The CSO at
peak
THAT 1988
has been the Christchurch Symphony Orchestra's unequivocal highwater mark of the 80s is
clear to its subscribers. More elusive is to explain why this is suddenly so. After all,
the orchestra has much the same faces, conductors and administrators as in its two
previous years. It still inherits problems of no permanent leader, no permanent musical
director, no core of full time salaried players and parsimonious local body funding.
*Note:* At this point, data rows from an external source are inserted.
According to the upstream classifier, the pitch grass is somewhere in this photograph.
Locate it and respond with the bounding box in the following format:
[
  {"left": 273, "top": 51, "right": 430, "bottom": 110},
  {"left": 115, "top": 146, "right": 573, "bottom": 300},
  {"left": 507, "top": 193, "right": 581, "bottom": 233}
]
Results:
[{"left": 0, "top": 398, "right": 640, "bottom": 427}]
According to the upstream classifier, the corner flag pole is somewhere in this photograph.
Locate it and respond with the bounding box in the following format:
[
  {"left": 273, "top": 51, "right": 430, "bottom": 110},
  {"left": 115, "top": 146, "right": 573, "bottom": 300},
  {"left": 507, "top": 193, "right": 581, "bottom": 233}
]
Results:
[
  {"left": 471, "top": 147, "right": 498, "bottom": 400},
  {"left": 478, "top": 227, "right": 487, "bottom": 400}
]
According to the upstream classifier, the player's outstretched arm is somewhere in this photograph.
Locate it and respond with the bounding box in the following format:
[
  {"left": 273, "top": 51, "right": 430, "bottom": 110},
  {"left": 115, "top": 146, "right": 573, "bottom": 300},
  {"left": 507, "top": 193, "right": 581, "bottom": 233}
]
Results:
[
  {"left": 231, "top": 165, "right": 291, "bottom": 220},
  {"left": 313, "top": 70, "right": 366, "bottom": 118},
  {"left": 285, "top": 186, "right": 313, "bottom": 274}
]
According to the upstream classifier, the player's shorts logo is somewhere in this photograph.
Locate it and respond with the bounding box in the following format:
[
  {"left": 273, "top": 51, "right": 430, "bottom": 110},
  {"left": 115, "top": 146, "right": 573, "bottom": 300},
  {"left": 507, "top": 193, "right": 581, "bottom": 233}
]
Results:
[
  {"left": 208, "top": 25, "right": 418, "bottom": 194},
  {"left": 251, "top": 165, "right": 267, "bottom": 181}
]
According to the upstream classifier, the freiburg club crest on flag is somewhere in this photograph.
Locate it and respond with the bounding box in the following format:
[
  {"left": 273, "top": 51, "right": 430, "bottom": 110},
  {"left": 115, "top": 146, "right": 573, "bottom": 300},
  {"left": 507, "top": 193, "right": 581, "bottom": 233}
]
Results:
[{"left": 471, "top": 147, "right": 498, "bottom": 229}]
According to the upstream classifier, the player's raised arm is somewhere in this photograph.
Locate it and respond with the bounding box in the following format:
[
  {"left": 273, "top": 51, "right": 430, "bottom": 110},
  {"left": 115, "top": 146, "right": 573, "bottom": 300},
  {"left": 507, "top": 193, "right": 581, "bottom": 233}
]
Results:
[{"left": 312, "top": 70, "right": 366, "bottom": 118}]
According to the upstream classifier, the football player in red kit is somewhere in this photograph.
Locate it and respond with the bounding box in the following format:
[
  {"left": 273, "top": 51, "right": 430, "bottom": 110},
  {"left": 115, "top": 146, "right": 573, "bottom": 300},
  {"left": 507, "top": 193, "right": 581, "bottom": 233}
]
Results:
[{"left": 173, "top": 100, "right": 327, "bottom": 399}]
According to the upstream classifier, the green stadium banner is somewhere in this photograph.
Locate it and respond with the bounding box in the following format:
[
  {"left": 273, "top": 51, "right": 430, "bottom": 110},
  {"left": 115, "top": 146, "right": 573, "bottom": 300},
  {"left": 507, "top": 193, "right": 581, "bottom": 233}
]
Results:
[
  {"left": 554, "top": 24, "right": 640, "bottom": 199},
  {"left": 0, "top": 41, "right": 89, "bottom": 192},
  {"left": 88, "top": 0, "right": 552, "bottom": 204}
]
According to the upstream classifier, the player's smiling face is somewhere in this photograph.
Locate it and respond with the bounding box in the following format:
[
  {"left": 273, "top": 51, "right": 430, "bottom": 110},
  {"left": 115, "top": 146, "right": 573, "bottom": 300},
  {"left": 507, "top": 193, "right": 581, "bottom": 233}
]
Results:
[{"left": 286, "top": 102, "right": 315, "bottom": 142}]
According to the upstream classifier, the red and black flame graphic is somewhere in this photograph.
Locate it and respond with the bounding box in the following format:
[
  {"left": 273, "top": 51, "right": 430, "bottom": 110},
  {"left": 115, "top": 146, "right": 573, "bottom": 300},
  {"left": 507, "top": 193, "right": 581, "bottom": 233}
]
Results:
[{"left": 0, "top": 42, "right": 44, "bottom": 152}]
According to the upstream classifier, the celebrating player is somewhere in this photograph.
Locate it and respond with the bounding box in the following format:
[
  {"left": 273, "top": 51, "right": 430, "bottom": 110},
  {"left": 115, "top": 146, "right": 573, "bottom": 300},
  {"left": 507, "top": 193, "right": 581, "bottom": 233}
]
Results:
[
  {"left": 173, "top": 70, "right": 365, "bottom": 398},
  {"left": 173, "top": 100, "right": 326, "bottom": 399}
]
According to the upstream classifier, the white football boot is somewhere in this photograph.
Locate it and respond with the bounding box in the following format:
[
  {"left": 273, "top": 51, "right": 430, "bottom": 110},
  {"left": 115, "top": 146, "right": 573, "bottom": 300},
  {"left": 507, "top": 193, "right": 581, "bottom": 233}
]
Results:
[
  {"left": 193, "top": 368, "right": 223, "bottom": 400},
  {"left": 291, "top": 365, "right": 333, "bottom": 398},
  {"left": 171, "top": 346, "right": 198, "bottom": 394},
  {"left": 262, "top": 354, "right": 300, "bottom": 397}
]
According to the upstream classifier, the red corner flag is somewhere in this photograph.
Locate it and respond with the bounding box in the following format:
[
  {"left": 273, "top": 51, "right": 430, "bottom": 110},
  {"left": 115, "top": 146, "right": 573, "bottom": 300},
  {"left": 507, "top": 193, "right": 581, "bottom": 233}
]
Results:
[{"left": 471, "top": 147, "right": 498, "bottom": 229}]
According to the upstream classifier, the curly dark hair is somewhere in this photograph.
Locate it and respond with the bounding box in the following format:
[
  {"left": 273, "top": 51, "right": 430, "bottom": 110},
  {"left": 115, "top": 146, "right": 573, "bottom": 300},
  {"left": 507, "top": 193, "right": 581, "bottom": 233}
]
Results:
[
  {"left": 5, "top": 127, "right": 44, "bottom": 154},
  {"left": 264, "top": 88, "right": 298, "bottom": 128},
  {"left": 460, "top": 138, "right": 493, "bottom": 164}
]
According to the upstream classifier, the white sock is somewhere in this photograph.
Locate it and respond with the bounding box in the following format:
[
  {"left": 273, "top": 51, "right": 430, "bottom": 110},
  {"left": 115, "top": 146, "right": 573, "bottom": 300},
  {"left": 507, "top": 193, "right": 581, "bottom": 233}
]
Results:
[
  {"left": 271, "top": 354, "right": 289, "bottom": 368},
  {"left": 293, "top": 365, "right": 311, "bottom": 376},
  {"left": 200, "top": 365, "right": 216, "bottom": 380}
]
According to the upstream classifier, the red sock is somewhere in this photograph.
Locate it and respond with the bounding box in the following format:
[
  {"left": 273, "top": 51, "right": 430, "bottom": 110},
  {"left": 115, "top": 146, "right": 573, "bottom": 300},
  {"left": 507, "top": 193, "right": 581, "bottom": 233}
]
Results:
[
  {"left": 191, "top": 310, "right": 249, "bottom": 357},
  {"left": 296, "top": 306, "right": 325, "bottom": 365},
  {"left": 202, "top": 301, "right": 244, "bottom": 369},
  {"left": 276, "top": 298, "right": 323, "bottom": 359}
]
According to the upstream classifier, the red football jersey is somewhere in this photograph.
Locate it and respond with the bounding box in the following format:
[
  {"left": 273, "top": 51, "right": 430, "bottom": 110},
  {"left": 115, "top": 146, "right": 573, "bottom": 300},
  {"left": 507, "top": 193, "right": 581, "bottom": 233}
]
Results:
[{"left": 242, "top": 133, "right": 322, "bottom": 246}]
Yet, against all this, there is clear evidence that its standards have shot up
noticeably this year. Its Walton Belshartar's Feast under Cavdarski in May was its finest
achievement in my 23-year memory of the CSO. Two months earlier Erich Bergel was already
cracking the pace with a superbly shaped Brahms Requiem. In Canterbury Opera Trust's
successful Rigoletto, Cavdarski and the CSO suddenly put opera accompaniment here on a new
peak.
The confident vivacity of the CSO's Prokofiev Third Piano Concerto in its recent
concert suggest that conductor Donald Johanos may have faced a similar first-rehearsal
surprise from the players. It certainly gave expatriate Christchurch pianist ]effrey Grice
(now resident in Paris) a head start to integrate the dash and sparkle of his deeply
involved playing with tightly knit teamwork. Grice made light of the work's
well-documented technical difficulties.